Giudy me susurra al oído «estamos a 2 minutos de conseguir el récord de la carrera» y esto me provoca una sensación muy fuerte: ¡tengo que conseguirlo! Durante los últimos años he intentado batir el récord varias veces, pero nunca lo he conseguido. ¿Es esta la oportunidad, a pesar de todos los problemas vividos en esta carrera? Cerca del Col Champillon quiero intentar alejarme de Jonas. Quiero apretar fuerte y darlo todo hasta el final. Le hago la pregunta que me estaba guardando desde hacía tiempo: «¿Vamos a terminar juntos o peleamos por ello?». Su respuesta es exactamente la que esperaba: ¡batalla!
Abandonamos el Refugio Champillon a un ritmo tan frenético que apenas podemos recuperar el aliento. Él va en cabeza, yo voy justo detrás. Me pregunto cuánto tiempo podemos mantener este ritmo. Luego, lo inesperado. «¡Ve! Estás más fuerte. Bate el récord». Jonas se rinde. «No puedo ir más rápido». Ahora sé lo que tengo que hacer. Atacar. Crear una distancia tal que no pueda recuperar.
Empiezo a correr como un loco, sin mirar atrás hasta que llego al valle de Menouve. Tengo una ventaja de 20 minutos, pero todavía no estoy satisfecho. Con la cabeza baja, el único sonido que oigo es el de mi respiración hasta que llego a la base de vida de Saint Rhemy. Ahora, mis pensamientos se proyectan hacia un único objetivo: el récord. Los últimos 30 kilómetros son increíbles. Me muevo a una velocidad que nunca podía haber imaginado después de 300 kilómetros. Me siento bien y me da la sensación de no tener todos estos kilómetros en mis piernas. Bajo el diluvio, llego a Malatrà. Me detengo solamente el tiempo para una foto, luego sigo. Siento la lluvia sobre mi chaqueta, las piernas están bien, el suelo resbaladizo. Por superstición, no miro el reloj, pero sigo dándolo todo hasta llegar a las calles de Courmayeur. Solo aquí bajo la mirada y compruebo la hora.
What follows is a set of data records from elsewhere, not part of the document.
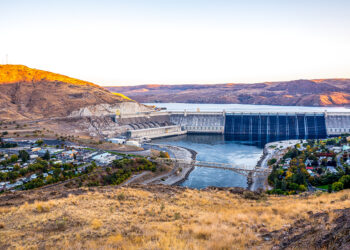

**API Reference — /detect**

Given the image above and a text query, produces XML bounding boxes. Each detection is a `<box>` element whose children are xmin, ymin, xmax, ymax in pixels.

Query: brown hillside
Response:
<box><xmin>0</xmin><ymin>185</ymin><xmax>350</xmax><ymax>250</ymax></box>
<box><xmin>0</xmin><ymin>65</ymin><xmax>133</xmax><ymax>120</ymax></box>
<box><xmin>106</xmin><ymin>79</ymin><xmax>350</xmax><ymax>106</ymax></box>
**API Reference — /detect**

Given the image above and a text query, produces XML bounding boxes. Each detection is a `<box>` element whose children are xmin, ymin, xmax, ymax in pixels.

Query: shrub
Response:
<box><xmin>340</xmin><ymin>194</ymin><xmax>349</xmax><ymax>201</ymax></box>
<box><xmin>174</xmin><ymin>212</ymin><xmax>181</xmax><ymax>220</ymax></box>
<box><xmin>339</xmin><ymin>175</ymin><xmax>350</xmax><ymax>188</ymax></box>
<box><xmin>117</xmin><ymin>193</ymin><xmax>126</xmax><ymax>201</ymax></box>
<box><xmin>35</xmin><ymin>202</ymin><xmax>50</xmax><ymax>213</ymax></box>
<box><xmin>267</xmin><ymin>158</ymin><xmax>277</xmax><ymax>166</ymax></box>
<box><xmin>91</xmin><ymin>219</ymin><xmax>102</xmax><ymax>230</ymax></box>
<box><xmin>332</xmin><ymin>181</ymin><xmax>344</xmax><ymax>191</ymax></box>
Son las 4:43 de la madrugada y Courmayeur está todavía durmiendo profundamente cuando paro el cronómetro. 66 horas, 43 minutos y 57 segundos, el nuevo récord de la Tor. Tumbado en el suelo, lloro y río a la vez, mientras las gotas de la lluvia mojan suavemente mi rostro. Mi corazón se acelera. Estoy temblando por la adrenalina. No puedo describirlo. No soy capaz.